Cette souguia est un véritable bourbier, il ne m’est pas possible d’en sortir un « psak » assuré (et rassurant) sans tremper dans la ‘houmra, mais disons que pour ce qui est du Gaon, il m’apparaît évident de donner la préséance au Shoul’han Aroukh et Rama (O’’H §XXVII, 6) qui optent pour le bras droit dans votre cas (le Shoul’han Aroukh selon la règle « yesh veyesh, halakha keVeyesh »).
D’autant que cette opinion (=mettre sur le bras droit) est soutenue par de nombreux Poskim de toutes les communautés comme
le Shoul’han Aroukh Harav Baal Hatanya,
le Mishna Broura,
R. Khalfon Moshé hacohen (Shoel Venishal I, §3) et
Rav Ovadia Yossef (Yabia Omer VI, §2 et IX, §108).
Le problème est que dans votre cas, le Gaon ne sera pas le seul à préconiser de mettre les tfilines sur le bras gauche, car le Ba’h (ad loc), sans préférer le 1er Yesh Omrim, donne la préférence de manière générale au bras gauche et indique d’y mettre les Tfilines dès qu’on utilise sa main droite que ce soit seulement pour l’écriture ou seulement pour le reste (c’est donc une troisième opinion qui s’ajouterait aux deux citées par le Shoul’han Aroukh et viendrait un peu comme un compromis).
Comme vous écrivez de la gauche et êtes plus fort de la droite que vous utilisez pour le sport et autres, selon le Ba’h, il conviendrait de mettre les Tfilines sur le bras gauche.
Nous avons donc le Ba’h et le Gaon qui vous diraient de mettre les Tfilines sur le bras gauche.
De plus, le Ba’h n’est pas seul dans son « compromis », il y a aussi
le Aroukh Hashoul’han (ad loc),
le Shoel Oumeshiv (Tanina, II, §58 et III, §123),
le Mor Ouktsia (§27),
Maguen Guiborim (ad loc),
Artsot Ha’haim (ad loc),
Shout Tsema’h Tsedek (§4)
-tous cités par le Piskei Tshouvot (§27, 14, note 111) qui ajoute encore que c’est le psak pour lequel penchent aussi
le Igrot Moshé (O’’H IV, §11),
le ‘Heshev Haéfod (I, §103) et
le Kaf Ha’ahim (§27, sk.31).
Ça fait quand même beaucoup de rabbins qui vous diraient de mettre vos Tfilines sur le bras gauche…

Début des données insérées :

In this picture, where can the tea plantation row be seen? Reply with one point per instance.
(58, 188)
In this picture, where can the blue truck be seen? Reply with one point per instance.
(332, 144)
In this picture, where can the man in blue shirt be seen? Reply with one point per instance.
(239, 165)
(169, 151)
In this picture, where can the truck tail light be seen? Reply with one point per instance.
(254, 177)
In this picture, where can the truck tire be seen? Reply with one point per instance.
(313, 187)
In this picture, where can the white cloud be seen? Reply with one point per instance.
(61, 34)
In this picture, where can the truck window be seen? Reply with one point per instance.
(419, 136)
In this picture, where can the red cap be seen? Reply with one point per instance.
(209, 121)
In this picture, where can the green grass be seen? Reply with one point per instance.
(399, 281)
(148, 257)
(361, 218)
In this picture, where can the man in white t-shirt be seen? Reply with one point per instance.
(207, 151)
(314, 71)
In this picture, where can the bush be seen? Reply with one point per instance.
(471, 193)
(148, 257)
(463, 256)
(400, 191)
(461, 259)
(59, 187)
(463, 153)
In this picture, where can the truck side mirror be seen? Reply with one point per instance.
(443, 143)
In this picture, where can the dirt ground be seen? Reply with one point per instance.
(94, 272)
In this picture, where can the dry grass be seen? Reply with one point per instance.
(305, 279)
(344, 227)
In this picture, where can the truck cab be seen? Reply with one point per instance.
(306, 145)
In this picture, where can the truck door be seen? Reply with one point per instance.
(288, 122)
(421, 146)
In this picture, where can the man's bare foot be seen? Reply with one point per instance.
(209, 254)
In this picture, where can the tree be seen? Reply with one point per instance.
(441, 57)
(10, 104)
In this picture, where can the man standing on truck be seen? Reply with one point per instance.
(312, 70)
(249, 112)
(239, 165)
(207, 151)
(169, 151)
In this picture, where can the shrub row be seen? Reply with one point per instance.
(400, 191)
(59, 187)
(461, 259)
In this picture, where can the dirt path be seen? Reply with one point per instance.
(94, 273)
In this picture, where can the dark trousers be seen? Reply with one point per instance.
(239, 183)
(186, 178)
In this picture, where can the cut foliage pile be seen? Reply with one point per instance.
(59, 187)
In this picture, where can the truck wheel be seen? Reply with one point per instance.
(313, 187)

Ceci étant, vous n’êtes pas non plus dans le cas extrême où seule l’écriture se fait de la main gauche, vous utilisez aussi votre main gauche pour votre travail.
Donc si on considère que le « Rov melakhto » dans votre cas se fait par la gauche, ça ajoute une raison de vous considérer gaucher et de mettre les Tfilines sur le bras droit.

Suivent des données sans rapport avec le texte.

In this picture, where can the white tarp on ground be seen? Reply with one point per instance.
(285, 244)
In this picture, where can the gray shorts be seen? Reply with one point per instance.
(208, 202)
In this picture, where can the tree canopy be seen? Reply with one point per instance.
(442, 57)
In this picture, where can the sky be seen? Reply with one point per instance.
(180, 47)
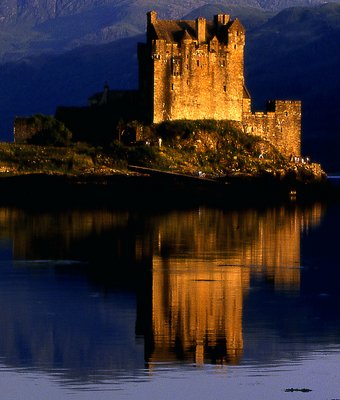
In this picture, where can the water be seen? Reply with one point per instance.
(181, 304)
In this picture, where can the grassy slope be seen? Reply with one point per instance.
(197, 148)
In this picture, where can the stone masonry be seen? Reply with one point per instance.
(195, 70)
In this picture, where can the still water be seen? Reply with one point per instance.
(183, 304)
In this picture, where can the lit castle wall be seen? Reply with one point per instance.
(195, 70)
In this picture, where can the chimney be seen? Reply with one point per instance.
(221, 19)
(151, 17)
(201, 25)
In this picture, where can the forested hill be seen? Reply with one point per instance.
(58, 52)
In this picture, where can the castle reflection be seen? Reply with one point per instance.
(202, 269)
(190, 272)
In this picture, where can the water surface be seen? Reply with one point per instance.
(187, 304)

D’autant que l’utilisation de votre main droite semble réservée à ce qui nécessite de la force (sport…) mais elle ne serait pas la seule à être habile (voire au contraire), vous devez certainement aussi pouvoir utiliser la gauche pour les mêmes choses (mais avec -certes- moins de puissance), ce qui conforte l’attribution du titre de gaucher.
En conclusion, je ne vous cache pas que de nombreuses personnes dans votre cas mettent les Tfilines sur les deux bras (de préférence simultanément, pas comme ce qu’écrit le ‘Hessed Laalafim pour qui on peut les porter en même temps, cf. Yefé Lalev qui s’y oppose), mais n’ayant pas étudié en profondeur cette souguia, je ne peux pas me permettre de vous dire que ce soit réellement la solution halakhique inévitable.

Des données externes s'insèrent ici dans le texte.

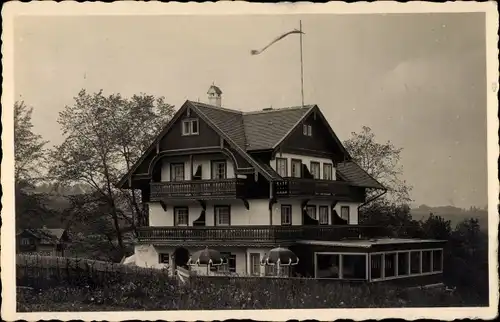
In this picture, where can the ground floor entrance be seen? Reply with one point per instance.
(403, 261)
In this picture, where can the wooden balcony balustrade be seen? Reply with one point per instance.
(311, 187)
(230, 188)
(259, 233)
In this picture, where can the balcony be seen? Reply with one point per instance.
(256, 234)
(292, 187)
(201, 189)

J’aurais aimé pouvoir trancher de manière plus sûre, mais je ne m’en sens pas capable, je préfère vous avouer ma faiblesse plutôt que vous indiquer une directive "populaire" avec une assurance injustifiée, ce qui équivaudrait à mes yeux à vous tromper.
Si vous ne savez pas vers qui vous tourner et êtes dans le désarroi, je pourrais, à votre demande, questionner pour vous des autorités (qui risquent fort de répondre de mettre les Tfilines sur les deux bras) [mais je ne pense pas pouvoir trouver prochainement le temps nécessaire à l’approfondissement de cette souguia afin de pouvoir vous donner « mon » avis sur le sujet].